Who's Who

Civic Secrets Unlocked

Britain's private heritage revealed

Those with a fascination for historic buildings and a strong urge to peak through the keyhole of doors marked 'No Entry' can indulge their curiosity on a massive scale next month when, on September 14th and 15th, as part of Heritage Open Days 96, nearly 2,000 private properties in Britain allow visitors to cross their thresholds.

Funded by the Department of National Heritage as part of a Council of Europe initiative involving over thirty European countries (a French idea piloted in the early 80s was the original inspiration), this now regular event has for the past three years been coordinated by the Civic Trust who last year saw the number of visitors double from 1994, to half-a-million.

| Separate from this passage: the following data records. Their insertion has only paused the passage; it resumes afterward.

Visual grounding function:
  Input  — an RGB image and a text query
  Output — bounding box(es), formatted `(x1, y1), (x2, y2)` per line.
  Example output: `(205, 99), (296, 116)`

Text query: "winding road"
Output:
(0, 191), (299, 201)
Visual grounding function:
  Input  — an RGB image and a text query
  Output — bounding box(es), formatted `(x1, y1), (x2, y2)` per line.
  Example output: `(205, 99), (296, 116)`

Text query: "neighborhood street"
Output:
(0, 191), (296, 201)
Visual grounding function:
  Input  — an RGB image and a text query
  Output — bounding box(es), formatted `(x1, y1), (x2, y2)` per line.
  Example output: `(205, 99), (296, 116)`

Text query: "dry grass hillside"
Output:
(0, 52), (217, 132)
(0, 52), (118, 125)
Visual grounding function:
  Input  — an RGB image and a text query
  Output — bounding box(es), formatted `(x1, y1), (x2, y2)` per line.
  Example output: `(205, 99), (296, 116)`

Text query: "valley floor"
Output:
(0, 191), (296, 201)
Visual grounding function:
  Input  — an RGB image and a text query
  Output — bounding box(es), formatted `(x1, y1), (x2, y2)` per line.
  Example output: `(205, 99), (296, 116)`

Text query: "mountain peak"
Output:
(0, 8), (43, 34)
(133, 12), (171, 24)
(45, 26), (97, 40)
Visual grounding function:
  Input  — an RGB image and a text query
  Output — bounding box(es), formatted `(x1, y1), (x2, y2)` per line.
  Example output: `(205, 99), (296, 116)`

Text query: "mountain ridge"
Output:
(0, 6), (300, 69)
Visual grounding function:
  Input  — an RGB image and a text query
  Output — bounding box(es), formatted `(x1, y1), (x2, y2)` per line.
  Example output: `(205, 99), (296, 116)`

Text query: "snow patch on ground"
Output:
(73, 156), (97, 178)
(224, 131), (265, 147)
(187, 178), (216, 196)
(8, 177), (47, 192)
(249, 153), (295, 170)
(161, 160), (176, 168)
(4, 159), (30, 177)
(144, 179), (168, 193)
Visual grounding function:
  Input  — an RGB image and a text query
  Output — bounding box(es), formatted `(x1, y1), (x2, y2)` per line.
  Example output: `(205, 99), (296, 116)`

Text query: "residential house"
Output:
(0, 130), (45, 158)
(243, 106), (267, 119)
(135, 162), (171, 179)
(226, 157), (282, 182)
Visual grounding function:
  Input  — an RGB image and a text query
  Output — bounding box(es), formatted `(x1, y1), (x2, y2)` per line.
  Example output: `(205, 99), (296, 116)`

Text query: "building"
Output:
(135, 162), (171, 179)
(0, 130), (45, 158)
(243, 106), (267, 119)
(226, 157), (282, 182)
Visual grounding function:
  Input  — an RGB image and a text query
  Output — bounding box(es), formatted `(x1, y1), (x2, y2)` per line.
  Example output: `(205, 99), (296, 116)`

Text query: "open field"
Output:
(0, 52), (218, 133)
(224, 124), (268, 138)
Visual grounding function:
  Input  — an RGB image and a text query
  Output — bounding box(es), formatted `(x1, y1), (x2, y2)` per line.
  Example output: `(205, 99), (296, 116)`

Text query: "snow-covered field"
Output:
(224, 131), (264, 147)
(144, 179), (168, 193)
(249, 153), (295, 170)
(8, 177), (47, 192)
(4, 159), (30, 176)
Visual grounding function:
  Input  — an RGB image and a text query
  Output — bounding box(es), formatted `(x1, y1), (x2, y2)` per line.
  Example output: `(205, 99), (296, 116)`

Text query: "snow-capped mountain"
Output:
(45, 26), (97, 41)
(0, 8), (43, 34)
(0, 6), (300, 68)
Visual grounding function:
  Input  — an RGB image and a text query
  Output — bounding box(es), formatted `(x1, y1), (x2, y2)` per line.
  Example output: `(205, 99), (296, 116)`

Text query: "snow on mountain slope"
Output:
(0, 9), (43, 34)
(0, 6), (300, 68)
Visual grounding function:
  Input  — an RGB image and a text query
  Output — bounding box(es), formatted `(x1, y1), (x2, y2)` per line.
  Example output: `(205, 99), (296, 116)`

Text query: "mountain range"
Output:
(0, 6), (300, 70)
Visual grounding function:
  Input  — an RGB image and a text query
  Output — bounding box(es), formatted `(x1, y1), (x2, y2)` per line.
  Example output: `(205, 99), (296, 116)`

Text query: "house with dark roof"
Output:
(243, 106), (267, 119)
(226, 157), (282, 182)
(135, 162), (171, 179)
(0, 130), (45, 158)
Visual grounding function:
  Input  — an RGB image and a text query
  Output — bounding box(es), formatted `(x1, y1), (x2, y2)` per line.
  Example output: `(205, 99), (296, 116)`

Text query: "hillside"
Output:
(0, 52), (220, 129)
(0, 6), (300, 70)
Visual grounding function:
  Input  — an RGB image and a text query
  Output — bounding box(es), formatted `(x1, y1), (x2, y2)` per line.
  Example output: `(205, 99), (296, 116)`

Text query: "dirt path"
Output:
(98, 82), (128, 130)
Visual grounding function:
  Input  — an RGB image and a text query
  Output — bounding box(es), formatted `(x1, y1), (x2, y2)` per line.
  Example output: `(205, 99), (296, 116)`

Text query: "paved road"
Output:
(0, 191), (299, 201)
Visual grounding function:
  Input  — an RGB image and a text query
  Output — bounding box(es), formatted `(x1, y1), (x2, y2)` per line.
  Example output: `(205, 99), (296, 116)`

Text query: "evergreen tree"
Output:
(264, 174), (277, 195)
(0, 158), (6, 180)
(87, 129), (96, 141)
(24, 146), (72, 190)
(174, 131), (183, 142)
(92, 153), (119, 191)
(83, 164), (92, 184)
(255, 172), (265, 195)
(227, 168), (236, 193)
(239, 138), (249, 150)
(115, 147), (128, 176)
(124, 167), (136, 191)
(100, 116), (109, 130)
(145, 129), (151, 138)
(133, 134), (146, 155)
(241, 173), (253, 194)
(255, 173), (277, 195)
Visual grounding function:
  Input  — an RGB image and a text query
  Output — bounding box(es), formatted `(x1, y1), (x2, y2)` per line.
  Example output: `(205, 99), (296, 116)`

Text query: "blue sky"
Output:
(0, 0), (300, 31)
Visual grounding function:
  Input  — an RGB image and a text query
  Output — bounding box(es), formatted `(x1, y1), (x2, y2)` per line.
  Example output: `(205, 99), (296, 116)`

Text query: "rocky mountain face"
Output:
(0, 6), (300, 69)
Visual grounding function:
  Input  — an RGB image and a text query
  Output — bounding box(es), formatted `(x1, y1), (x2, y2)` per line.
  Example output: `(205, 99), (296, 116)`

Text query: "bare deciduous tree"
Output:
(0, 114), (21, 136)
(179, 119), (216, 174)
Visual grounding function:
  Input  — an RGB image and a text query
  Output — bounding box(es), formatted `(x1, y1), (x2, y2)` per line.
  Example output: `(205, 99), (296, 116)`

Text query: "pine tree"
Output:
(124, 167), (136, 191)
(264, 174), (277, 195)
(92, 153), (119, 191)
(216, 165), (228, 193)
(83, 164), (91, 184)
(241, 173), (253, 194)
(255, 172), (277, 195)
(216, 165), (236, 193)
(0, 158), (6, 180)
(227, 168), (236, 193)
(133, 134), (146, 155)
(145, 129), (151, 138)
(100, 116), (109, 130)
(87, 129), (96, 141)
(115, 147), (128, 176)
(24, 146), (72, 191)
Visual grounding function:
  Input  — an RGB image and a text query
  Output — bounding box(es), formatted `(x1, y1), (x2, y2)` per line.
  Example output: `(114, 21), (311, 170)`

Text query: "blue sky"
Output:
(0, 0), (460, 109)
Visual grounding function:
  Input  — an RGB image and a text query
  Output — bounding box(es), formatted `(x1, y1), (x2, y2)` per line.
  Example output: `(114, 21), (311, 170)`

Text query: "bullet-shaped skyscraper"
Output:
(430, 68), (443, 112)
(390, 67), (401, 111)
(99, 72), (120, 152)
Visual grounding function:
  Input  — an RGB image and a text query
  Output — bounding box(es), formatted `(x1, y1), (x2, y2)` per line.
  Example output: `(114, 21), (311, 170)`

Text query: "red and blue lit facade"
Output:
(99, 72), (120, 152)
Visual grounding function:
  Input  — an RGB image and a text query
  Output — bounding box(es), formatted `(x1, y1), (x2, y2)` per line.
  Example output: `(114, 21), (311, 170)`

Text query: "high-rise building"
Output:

The Trust is responsible for persuading a variety of owners to throw open their doors – from David Mellor, the cutlery designer (whose round factory at Hathersage was inspired by the old gasworks that once stood on its site), to his political namesake's successor, the Minister for Heritage, Lord Inglewood.

Kate Anderton, Co-ordinator at the Civic Trust, explains: 'Heritage Open Days 96 is England's open house weekend, providing free access to hundreds of fascinating buildings of all ages, types and styles that are not normally open or that usually charge an entrance fee. The event aims to celebrate the wealth of England's architectural and cultural heritage and to promote awareness of the contemporary architecture that will form the heritage of tomorrow'.